Mr. A was a 30-year-old man who came to the emergency room after attempting suicide by overdose. In the preceding 6 months, he had noticed feelings of being watched and feared a Mafia plot against him. He had delusions of reference about the television and thought that strangers knew his history. He claimed to have telepathy, thought that energy was passing between people, and heard voices telling him to kill himself. The emergency room physician proposed a diagnosis of paranoid schizophrenia, which was confirmed when measured against DSM-IV criteria upon his first hospital admission by a physician experienced in schizophrenia research.
Six months earlier, Mr. A had been treated for depressive symptoms by a general practitioner, who prescribed an 8-week trial of paroxetine. Mr. A’s family history had revealed alcoholism, depression, bipolar affective disorder, and suicide by an uncle. Mr. A reported drinking two to three beers per week and occasionally using cannabis.
When Mr. A was admitted for treatment of his first episode of psychosis, he initially had a short (2-week) trial of olanzapine. While he was still experiencing his first episode of psychotic illness, he consented to participate in the International Suicide Prevention Trial (InterSePT) and was given clozapine during a 4-week crossover period in which he received both antipsychotics. Clozapine, 12.5 mg/day, was gradually increased over 5 weeks to 100 mg/day and was maintained at a dose of 112.5 mg/day. Concomitant medication included only gabapentin, 2400 mg/day, for situational anxiety (3).
Mr. A’s baseline scores were rated with the Positive and Negative Syndrome Scale (4) (positive symptoms: score=19, negative symptoms: score=20, total score=90), the Clinical Global Impression (CGI) scale (score=4), the Calgary Depression Scale (5) (depression: score=15, anxiety: score=5), the InterSePT Suicidality Scale (6) (score=9), and the Extrapyramidal Symptom Rating Scale (7) (parkinsonism: score=7, dyskinesia: score=1). After 8 weeks of treatment he had improved dramatically.

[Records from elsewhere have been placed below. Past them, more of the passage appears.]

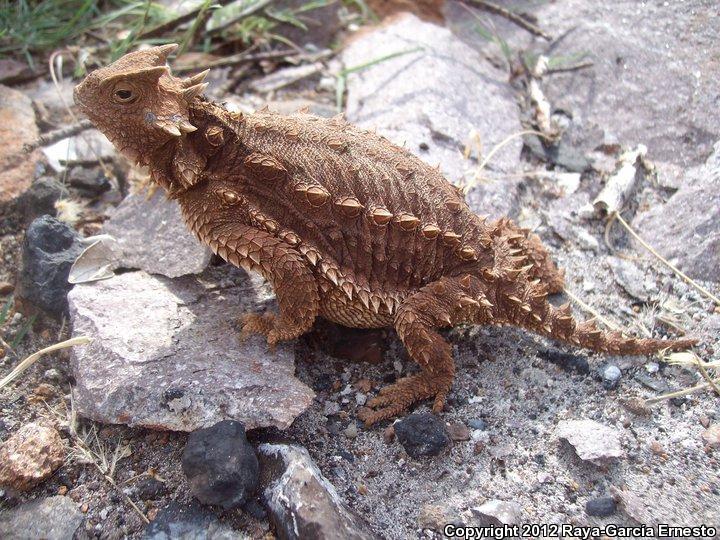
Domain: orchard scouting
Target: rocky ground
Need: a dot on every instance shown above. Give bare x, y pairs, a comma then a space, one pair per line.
96, 438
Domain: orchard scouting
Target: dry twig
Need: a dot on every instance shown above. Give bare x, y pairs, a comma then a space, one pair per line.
30, 360
667, 263
510, 16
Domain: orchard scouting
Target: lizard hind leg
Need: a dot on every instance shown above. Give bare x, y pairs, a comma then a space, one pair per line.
416, 322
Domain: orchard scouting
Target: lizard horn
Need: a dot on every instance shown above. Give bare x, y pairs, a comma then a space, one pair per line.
154, 72
163, 51
195, 79
195, 90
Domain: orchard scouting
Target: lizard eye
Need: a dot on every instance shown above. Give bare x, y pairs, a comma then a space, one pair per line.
124, 93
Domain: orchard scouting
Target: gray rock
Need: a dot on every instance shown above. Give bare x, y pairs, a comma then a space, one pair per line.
629, 277
686, 229
90, 145
647, 83
89, 180
611, 376
220, 465
433, 98
17, 128
166, 354
53, 518
496, 512
178, 521
301, 502
153, 237
40, 198
592, 441
601, 507
497, 198
49, 249
422, 434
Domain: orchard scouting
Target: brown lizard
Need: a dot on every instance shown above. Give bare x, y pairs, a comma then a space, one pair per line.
342, 223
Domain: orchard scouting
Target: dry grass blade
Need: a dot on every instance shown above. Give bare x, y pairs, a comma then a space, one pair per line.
592, 311
478, 174
509, 15
88, 448
59, 134
688, 280
30, 360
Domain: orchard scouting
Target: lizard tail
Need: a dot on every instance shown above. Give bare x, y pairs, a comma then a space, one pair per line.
558, 323
523, 303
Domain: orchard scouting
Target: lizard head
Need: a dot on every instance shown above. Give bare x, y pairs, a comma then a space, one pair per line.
137, 103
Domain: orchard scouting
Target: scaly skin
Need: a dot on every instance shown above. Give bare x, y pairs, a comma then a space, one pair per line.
343, 224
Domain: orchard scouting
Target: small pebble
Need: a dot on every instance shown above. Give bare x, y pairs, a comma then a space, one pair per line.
711, 436
351, 431
477, 423
600, 507
331, 408
44, 390
611, 376
458, 431
422, 434
52, 375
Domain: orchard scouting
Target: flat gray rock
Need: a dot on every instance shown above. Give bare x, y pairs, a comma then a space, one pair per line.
631, 278
686, 229
431, 96
592, 441
302, 502
17, 128
650, 81
52, 518
498, 513
152, 236
166, 354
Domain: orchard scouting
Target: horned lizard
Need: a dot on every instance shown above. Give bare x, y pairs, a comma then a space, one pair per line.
342, 223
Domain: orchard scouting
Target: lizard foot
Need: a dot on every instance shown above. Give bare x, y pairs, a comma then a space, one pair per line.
263, 324
395, 399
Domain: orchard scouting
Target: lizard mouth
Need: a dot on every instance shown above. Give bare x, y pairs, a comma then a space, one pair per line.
77, 100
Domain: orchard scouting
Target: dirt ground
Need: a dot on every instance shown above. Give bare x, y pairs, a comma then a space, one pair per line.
518, 385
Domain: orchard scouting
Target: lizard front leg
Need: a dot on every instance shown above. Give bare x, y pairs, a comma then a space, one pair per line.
287, 272
416, 322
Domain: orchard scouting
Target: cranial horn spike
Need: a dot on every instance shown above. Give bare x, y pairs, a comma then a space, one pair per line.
154, 72
195, 79
195, 90
163, 51
186, 127
170, 129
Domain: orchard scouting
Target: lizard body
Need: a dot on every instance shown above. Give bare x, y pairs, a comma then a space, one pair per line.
344, 224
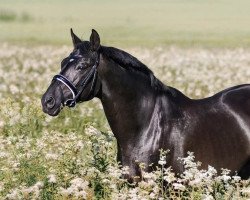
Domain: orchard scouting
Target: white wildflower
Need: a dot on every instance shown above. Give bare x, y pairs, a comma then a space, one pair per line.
51, 178
179, 186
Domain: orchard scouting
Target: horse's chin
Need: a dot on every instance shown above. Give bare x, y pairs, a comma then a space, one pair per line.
54, 112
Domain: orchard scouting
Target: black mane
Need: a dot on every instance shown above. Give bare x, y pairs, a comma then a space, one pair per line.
129, 62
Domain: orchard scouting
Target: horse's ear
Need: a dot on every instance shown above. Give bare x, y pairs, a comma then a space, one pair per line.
75, 39
94, 40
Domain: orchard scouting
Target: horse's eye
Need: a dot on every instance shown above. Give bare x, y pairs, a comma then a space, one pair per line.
80, 66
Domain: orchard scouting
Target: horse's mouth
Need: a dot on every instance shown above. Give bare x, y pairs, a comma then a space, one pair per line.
53, 112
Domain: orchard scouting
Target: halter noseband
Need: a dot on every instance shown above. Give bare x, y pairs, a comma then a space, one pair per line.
92, 74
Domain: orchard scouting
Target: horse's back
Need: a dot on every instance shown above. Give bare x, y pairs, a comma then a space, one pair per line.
217, 129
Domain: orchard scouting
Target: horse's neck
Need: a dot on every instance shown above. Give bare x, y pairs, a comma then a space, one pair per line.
129, 100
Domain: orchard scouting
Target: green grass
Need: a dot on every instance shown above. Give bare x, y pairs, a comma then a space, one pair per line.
210, 23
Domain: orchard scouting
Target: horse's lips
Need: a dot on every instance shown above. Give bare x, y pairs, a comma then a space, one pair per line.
55, 112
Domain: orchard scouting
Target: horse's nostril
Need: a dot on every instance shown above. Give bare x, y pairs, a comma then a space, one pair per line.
50, 102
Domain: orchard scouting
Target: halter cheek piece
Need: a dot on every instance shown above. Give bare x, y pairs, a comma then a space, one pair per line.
92, 75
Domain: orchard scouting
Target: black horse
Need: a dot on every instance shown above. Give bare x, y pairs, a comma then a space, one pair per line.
145, 115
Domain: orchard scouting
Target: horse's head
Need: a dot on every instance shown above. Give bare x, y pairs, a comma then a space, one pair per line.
77, 80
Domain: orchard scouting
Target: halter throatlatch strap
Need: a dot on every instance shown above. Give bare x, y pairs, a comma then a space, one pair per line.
92, 75
69, 85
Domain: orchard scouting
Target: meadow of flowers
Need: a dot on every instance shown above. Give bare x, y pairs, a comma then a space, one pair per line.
73, 156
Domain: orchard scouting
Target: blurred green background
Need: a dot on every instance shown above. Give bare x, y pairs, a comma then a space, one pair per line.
209, 23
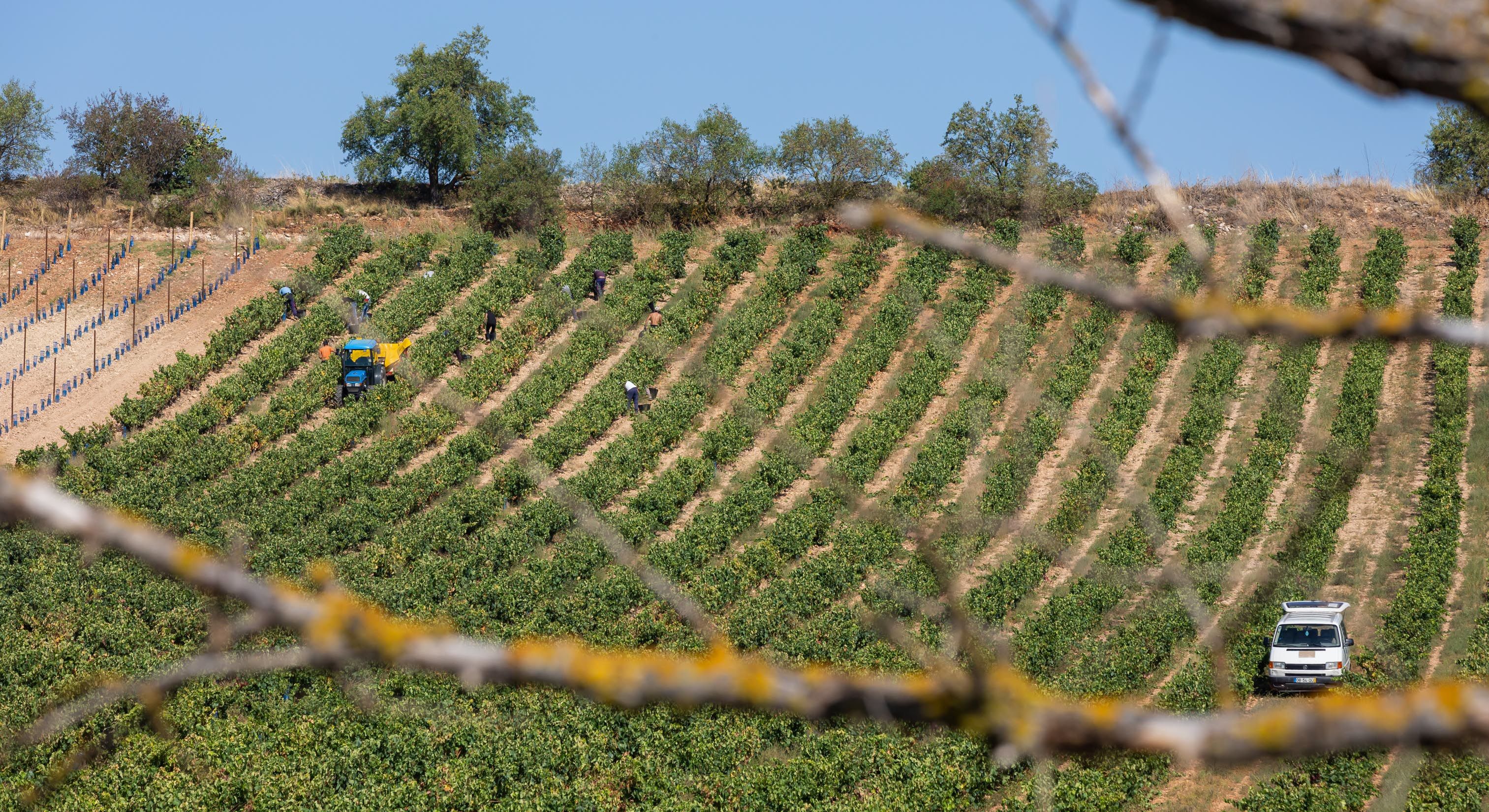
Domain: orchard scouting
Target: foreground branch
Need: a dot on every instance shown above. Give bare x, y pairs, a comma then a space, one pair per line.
1433, 47
1208, 316
340, 631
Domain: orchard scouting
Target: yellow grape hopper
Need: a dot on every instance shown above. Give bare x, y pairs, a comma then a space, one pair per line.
367, 363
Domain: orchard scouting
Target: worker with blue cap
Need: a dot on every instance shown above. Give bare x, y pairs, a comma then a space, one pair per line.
289, 304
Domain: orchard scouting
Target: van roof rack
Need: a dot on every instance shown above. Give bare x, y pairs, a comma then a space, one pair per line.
1299, 606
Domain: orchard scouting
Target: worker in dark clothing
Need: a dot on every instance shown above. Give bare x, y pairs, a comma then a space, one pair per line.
289, 304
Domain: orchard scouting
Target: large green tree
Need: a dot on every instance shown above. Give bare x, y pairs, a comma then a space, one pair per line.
1004, 166
702, 166
1457, 155
517, 189
142, 145
833, 160
441, 120
23, 125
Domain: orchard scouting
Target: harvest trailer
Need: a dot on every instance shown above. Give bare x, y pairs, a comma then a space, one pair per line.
367, 363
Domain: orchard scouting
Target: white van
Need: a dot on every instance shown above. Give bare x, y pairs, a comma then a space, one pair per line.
1309, 646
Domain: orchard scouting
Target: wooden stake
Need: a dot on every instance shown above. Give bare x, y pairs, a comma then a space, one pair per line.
103, 292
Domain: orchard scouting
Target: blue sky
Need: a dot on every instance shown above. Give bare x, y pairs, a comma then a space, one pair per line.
280, 78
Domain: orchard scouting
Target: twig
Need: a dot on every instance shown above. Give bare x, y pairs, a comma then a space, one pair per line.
626, 557
1016, 717
1105, 105
1431, 47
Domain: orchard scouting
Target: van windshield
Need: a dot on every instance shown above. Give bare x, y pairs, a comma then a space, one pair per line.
1306, 635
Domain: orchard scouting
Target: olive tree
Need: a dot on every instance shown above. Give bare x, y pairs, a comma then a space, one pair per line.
142, 145
703, 166
517, 189
441, 120
23, 125
1457, 157
835, 161
1006, 164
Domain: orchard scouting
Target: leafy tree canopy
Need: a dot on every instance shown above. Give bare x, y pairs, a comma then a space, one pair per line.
703, 166
23, 125
441, 120
140, 145
1457, 155
999, 164
835, 160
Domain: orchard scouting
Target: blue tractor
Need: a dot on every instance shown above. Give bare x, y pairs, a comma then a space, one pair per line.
364, 365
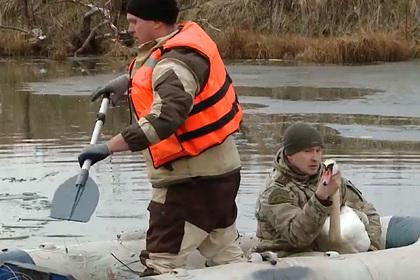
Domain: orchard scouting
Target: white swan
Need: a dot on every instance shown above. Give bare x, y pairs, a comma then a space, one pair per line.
343, 231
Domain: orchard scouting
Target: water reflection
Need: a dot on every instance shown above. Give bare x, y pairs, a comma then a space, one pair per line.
46, 119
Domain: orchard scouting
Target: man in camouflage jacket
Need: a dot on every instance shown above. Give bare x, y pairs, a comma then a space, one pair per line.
293, 206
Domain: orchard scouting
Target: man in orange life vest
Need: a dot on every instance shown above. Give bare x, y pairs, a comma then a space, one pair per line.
187, 111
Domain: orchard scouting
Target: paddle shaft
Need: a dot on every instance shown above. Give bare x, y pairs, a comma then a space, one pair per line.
100, 120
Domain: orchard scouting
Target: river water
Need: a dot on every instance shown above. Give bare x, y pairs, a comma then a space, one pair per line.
369, 117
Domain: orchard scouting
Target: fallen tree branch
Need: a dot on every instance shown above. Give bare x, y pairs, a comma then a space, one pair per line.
15, 28
89, 38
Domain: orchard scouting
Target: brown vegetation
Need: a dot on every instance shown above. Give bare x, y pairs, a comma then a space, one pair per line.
325, 31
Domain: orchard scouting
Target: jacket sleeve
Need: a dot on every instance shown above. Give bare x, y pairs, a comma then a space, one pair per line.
353, 198
175, 85
298, 226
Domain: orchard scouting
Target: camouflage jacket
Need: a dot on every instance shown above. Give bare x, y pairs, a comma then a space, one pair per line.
290, 217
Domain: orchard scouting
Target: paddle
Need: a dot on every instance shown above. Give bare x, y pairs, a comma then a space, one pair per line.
77, 197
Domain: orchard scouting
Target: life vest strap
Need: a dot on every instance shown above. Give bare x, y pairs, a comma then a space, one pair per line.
201, 106
212, 126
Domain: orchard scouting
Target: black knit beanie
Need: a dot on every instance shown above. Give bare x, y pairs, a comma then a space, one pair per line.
160, 10
300, 136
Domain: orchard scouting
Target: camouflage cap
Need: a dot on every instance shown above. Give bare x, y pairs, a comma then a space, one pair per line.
300, 136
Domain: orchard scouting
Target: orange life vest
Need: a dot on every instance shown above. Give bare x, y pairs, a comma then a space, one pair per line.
216, 113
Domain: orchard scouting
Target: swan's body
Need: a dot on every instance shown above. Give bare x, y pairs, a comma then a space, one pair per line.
343, 231
353, 236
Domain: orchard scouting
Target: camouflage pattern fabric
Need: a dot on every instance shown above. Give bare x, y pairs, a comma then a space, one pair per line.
290, 217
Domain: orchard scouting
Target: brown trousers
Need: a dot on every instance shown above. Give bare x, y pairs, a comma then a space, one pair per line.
197, 214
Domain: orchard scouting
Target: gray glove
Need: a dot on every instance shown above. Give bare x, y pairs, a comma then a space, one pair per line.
115, 88
94, 152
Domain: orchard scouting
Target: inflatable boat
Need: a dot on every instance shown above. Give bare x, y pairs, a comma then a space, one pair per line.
119, 259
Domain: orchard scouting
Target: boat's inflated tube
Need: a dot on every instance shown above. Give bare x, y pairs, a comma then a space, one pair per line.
402, 231
17, 255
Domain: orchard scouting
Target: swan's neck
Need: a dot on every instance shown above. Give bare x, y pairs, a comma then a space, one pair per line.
335, 227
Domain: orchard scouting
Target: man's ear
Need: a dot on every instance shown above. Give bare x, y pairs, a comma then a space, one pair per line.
157, 24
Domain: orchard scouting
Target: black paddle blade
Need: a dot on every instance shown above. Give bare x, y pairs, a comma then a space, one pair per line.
75, 203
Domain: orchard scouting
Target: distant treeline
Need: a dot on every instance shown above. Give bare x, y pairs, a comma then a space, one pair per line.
324, 31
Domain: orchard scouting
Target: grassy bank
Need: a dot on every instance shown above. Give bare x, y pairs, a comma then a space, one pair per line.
321, 31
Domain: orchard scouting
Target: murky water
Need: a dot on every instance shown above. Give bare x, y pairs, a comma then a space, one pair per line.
369, 115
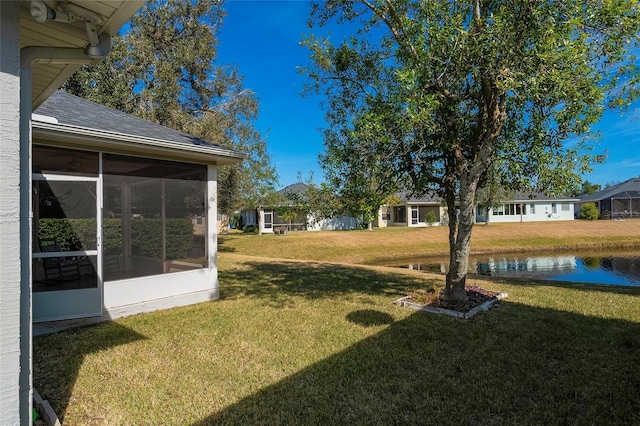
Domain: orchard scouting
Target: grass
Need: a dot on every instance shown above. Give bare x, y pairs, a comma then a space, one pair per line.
358, 247
311, 342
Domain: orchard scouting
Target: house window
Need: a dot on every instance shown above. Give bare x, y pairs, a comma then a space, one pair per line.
400, 214
428, 214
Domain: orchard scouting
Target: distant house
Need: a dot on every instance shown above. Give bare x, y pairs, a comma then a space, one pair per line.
430, 210
272, 220
531, 208
616, 202
413, 212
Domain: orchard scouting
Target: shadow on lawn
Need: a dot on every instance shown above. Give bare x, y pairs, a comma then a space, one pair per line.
57, 358
516, 364
277, 281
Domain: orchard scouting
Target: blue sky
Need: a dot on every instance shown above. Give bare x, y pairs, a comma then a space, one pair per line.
262, 38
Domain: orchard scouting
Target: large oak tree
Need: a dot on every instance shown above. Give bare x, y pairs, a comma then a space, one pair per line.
449, 89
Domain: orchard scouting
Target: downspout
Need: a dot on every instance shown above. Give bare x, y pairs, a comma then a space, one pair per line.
29, 56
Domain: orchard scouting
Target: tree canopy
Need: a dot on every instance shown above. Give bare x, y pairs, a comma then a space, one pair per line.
163, 68
448, 90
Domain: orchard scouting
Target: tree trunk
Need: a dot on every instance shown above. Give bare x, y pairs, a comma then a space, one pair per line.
460, 243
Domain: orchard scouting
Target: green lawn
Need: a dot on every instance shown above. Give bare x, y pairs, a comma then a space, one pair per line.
307, 342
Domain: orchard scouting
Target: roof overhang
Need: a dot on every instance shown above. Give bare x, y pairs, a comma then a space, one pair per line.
48, 77
67, 136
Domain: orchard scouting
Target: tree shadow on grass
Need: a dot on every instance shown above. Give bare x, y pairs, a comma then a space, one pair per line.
278, 281
57, 358
516, 364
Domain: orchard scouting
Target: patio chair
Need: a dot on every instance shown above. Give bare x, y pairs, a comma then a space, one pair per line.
59, 269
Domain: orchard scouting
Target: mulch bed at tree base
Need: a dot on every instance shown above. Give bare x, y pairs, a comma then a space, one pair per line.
479, 299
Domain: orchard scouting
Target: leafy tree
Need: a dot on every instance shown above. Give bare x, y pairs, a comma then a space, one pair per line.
356, 164
492, 194
589, 211
163, 69
446, 89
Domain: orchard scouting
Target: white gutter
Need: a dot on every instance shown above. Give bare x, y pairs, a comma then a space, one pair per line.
122, 142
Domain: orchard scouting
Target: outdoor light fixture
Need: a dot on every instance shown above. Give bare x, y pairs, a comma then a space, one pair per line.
68, 12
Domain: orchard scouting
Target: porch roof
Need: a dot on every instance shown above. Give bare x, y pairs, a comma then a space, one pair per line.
49, 74
69, 121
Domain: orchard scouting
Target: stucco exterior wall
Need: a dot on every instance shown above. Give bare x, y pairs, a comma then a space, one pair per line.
14, 381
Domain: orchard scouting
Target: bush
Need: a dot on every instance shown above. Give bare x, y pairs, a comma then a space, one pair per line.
589, 211
146, 237
68, 234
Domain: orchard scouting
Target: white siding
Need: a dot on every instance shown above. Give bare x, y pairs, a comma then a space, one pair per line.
543, 212
339, 223
15, 371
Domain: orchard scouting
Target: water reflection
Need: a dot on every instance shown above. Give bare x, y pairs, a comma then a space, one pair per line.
613, 270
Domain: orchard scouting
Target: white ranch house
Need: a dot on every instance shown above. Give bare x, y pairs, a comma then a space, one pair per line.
81, 189
271, 222
430, 210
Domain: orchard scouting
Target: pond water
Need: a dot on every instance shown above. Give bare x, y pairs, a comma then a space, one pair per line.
613, 269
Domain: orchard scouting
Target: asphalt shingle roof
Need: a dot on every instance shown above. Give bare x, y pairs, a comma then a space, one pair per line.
627, 189
75, 111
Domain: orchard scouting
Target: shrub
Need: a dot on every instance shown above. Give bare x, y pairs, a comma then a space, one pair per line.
146, 236
589, 211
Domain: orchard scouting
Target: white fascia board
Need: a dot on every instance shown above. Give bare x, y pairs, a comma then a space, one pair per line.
94, 139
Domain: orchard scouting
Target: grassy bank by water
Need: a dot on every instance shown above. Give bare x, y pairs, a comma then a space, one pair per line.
301, 341
362, 247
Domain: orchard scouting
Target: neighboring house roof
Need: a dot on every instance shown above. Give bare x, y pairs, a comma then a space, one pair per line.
407, 197
626, 189
68, 118
431, 198
528, 197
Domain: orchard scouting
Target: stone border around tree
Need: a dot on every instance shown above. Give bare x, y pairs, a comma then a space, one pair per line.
405, 302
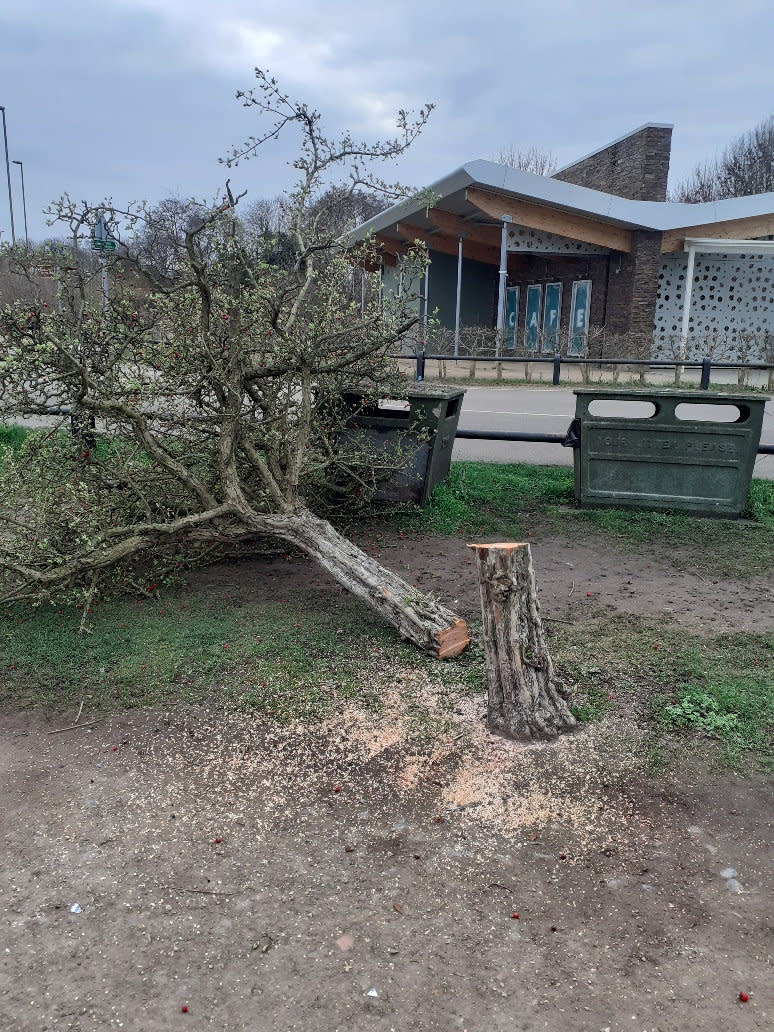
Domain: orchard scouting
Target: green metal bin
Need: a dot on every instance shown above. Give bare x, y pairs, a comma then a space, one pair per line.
690, 451
418, 430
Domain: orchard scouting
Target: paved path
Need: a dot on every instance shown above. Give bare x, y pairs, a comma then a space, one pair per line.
543, 410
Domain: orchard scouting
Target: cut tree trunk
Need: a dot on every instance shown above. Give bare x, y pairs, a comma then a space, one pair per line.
524, 699
416, 616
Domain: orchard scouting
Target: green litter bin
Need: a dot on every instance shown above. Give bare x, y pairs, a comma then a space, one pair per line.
677, 450
417, 431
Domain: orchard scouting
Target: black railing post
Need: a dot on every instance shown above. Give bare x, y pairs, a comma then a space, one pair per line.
420, 364
706, 366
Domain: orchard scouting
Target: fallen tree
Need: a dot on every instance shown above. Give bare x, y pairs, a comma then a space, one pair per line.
204, 406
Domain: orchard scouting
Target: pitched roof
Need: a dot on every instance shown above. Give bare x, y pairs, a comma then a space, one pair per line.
449, 194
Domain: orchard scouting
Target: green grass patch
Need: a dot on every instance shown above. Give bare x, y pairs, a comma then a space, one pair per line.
279, 657
12, 437
481, 497
491, 498
718, 687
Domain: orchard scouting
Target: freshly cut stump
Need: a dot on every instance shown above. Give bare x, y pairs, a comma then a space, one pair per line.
524, 700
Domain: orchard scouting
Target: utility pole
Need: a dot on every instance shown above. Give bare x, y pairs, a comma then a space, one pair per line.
7, 172
24, 203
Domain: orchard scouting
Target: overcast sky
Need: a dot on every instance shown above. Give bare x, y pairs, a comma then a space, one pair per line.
134, 99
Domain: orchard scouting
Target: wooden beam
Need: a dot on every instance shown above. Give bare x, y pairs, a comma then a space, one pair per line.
734, 229
448, 245
452, 224
389, 246
548, 220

He maintained this improvement, and after 2 years his total score on the Positive and Negative Syndrome Scale was 30 (minimal score=30), his CGI scale score was 1, his scores on the Calgary Depression Scale were 0 for both depression and anxiety, his InterSePT Suicidality Scale score was 0, and his score on the Extrapyramidal Symptom Rating Scale showed no movement disorder. After 2 years of clozapine treatment, he lives with a roommate and works full-time in the aviation industry.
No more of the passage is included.